The Labour Party will support a motion of no confidence in Minister for Foreign Affairs Simon Coveney over his handling of the appointment of Katherine Zappone as a special envoy if one is tabled in the Dáil.
Sinn Féin leader Mary Lou McDonald has called on Taoiseach Micheál Martin to sanction Mr Coveney and said she believes he should be sacked. She warned that the possibility of a motion of no confidence in Mr Coveney is “on the table”.
The Government has strongly rejected Opposition claims that the appointment of Ms Zappone – to the role she later declined amid the resulting controversy – amounted to “cronyism”.
Mr Coveney has denied he effectively offered Ms Zappone the special envoy job before his officials carried out the work to create it, and that her contact to him amounted to lobbying.
Support
Labour spokesman on foreign affairs Brendan Howlin said his party would support a Sinn Féin motion of no confidence in Mr Coveney, though it would not table one itself. He said Labour has no confidence in the Government in general.
Mr Howlin claimed that the special envoy role was created for Ms Zappone, that she lobbied for it and got it. He said that Mr Coveney has not accepted this “fact” and claimed: “he needs to make a statement to the Dáil next week, accept the reality of the situation that a non-existent role was created for a former colleague, that she lobbied for it and he acceded to that lobbying. That shouldn’t be the way business is done.
“He needs to make it crystal clear that no state appointment of any description will be done on that basis into the future.”
Sinn Féin TD Matt Carthy reiterated his party's call for the Taoiseach to sanction Mr Coveney when asked if a motion of no confidence will be tabled.

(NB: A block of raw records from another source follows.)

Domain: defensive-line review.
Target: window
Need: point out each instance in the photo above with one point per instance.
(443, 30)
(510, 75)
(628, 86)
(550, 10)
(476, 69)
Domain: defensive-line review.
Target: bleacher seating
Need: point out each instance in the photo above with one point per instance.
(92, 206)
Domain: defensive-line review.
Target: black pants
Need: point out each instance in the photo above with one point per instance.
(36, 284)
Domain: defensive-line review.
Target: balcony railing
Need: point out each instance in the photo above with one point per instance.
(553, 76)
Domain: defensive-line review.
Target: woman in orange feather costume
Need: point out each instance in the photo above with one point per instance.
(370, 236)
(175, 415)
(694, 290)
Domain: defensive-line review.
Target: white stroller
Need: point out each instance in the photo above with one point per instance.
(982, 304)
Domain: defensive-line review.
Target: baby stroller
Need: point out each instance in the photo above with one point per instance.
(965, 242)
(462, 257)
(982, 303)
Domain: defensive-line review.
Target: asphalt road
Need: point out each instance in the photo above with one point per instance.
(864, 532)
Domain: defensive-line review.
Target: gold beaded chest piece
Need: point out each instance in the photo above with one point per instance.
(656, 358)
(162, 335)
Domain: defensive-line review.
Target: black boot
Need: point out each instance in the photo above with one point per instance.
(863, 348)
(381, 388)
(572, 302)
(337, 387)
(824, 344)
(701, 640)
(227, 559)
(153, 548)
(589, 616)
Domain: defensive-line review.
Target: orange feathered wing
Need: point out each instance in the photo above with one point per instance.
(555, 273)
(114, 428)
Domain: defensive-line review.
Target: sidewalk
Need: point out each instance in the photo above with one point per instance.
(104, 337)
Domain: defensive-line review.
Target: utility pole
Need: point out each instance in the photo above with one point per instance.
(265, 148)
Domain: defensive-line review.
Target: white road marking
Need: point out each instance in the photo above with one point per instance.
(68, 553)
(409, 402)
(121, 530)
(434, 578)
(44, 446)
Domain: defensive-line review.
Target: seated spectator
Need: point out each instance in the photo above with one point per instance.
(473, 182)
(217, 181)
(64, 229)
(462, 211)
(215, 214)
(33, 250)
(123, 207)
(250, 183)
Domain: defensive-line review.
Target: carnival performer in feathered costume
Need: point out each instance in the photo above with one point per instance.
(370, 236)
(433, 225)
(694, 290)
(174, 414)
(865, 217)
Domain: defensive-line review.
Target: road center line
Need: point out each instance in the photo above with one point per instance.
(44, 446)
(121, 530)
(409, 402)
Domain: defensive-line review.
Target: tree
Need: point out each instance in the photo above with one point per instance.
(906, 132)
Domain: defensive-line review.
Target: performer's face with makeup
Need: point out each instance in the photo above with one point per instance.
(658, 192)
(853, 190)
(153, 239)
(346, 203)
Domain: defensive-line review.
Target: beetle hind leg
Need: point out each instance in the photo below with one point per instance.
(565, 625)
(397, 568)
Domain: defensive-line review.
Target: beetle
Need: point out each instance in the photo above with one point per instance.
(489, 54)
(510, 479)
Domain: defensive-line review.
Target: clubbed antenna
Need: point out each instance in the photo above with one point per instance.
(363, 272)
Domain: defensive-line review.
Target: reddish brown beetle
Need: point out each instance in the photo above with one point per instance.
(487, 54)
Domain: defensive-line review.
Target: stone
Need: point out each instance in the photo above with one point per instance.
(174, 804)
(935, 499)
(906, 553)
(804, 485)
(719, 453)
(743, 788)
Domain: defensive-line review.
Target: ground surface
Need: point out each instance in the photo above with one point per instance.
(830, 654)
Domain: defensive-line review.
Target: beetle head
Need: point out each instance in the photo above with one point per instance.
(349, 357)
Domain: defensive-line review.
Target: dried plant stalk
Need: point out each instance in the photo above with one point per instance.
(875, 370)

Mr Carthy said: “We expect to hear from Micheál Martin. I expect and hope that he will be definitive in terms of actions being being taken. And following on from that, we will make a decision in respect of what Sinn Féin will do next week.”
Cross-Border
He defended appointments Sinn Féin made to cross-Border bodies in response to a suggestion that these could also be seen as cronyism.
Mr Carthy was asked about appointments such as Sinn Féin Senator Lynn Boylan's former role on the board of Safe Food Ireland and that of Pádraig Mac Lochlainn who was previously on the board of Intertrade Ireland.
He said that such appointments were “party political appointments”, allocated to parties in the North to make.
Put to him that Sinn Féin didn’t have to appoint party members to such role he agreed this was the case. However, he insisted: “Any person that we have nominated to any board at all, has always been on the basis of them being, in our view, the most suitably qualified candidate.” Mr Carthy said that in “all instances” they were based on “a process and on a set of defined considerations.” He argued that this was the “key difference” with the appointment of Ms Zappone where he claimed there was “no process”.